Enfim, um tema atual discutido com os estudantes de Ensino Médio, mostrados fatos que acontecem, muitos textos bons saem e nos surpreendemos.

quarta-feira, 10 de agosto de 2016

Anúncios e argumentação



Fazer os estudantes entenderem o que é argumentação é às vezes complicado. Porém, se trouxermos algo mais concreto e do cotidiano deles tudo pode se tornar mais fácil. 

Um anúncio publicitário traz consigo argumentos para convencer um determinado público a comprar um produto ou serviço. E aí é que está a chave: argumentos também são usados, claro, em uma argumentação.

 Assim, o conceito de argumento pode tornar-se mais objetivo aos olhos dos alunos e, usando a imaginação e sem perceber, eles mesmos argumentarão sobre um produto inventado por eles mesmos. 

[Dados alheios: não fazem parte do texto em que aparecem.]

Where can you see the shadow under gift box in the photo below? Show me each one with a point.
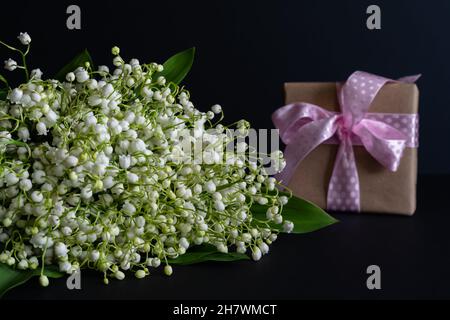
(381, 190)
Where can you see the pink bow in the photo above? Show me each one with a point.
(304, 126)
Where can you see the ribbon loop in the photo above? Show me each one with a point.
(304, 126)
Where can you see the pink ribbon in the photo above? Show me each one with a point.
(304, 126)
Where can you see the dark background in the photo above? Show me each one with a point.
(246, 50)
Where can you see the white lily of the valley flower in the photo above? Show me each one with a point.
(10, 64)
(24, 38)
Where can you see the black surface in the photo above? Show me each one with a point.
(412, 253)
(247, 49)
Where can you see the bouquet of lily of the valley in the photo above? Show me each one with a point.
(117, 171)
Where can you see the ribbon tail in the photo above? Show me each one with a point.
(343, 189)
(307, 139)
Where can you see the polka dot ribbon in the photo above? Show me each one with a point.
(304, 126)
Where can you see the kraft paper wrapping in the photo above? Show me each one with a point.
(382, 191)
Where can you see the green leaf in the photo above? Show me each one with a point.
(178, 66)
(204, 253)
(11, 278)
(3, 94)
(306, 216)
(2, 79)
(79, 61)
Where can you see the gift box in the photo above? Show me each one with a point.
(378, 143)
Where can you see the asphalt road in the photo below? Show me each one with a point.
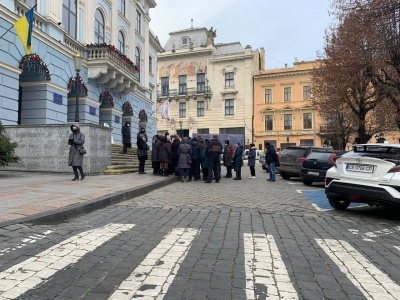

Foi justamente essa atividade proposta aqui, criar um produto e argumentar tão bem para convencer o leitor a comprar esse produto. E daí, surge de tudo, abridor de garrafa que só abre boas bebidas, tênis com asas e molas, árvore do dinheiro (compre as sementes), cola que passando na folha dá a resposta a uma questão... E por aí voa a imaginação dos adolescentes. Imaginação e ótimos argumentos a serem explorados com eles!

OBS- Essa atividade pode ser trabalhada juntamente com o professor de artes e não apenas de Língua Portuguesa. Os anúncios podem ser feitos em papel ou vídeo. 

quarta-feira, 3 de agosto de 2016

Voltando de férias...





Voltando de férias...
É incrível ver a animação dos adolescentes e agora no segundo semestre a preocupação em estudar mais, em passar de ano.
O bom de deixar uma reunião de pais para o segundo semestre é poder convocar os pais dos alunos com mais notas vermelhas e lhes dizer que agora é hora de ir pra frente ou largar de vez o barco e fazer a série ou ano todo novamente o ano que vem. É hora de conscientização.
Claro que, os bons devem ser sempre incentivados a continuarem assim e todos devem ser incentivados sempre a encontrar e alcançar seus objetivos na vida.
O professor não é apenas um mero transmissor de conhecimento, é um profissional formado para lhe dar com pessoas sejam crianças, jovens ou adultos. E quando lhe damos com pessoas acabamos por criar um vínculo com elas e elas percebem isso. Sim, o aluno sabe o professor que está lá tentando fazer um bom trabalho e aquele que não, aquele que está preocupado com a aprendizagem e aquele que não está.
Às vezes é difícil, mas conhecer a realidade do aluno e ter o apoio de um pedagogo especializado seja em psicopedagogia ou educação especial ajuda muito.
Nenhum trabalho é fácil, menos ainda o que envolve o ser humano... Por isso, é preciso gostar e aceitar desafios!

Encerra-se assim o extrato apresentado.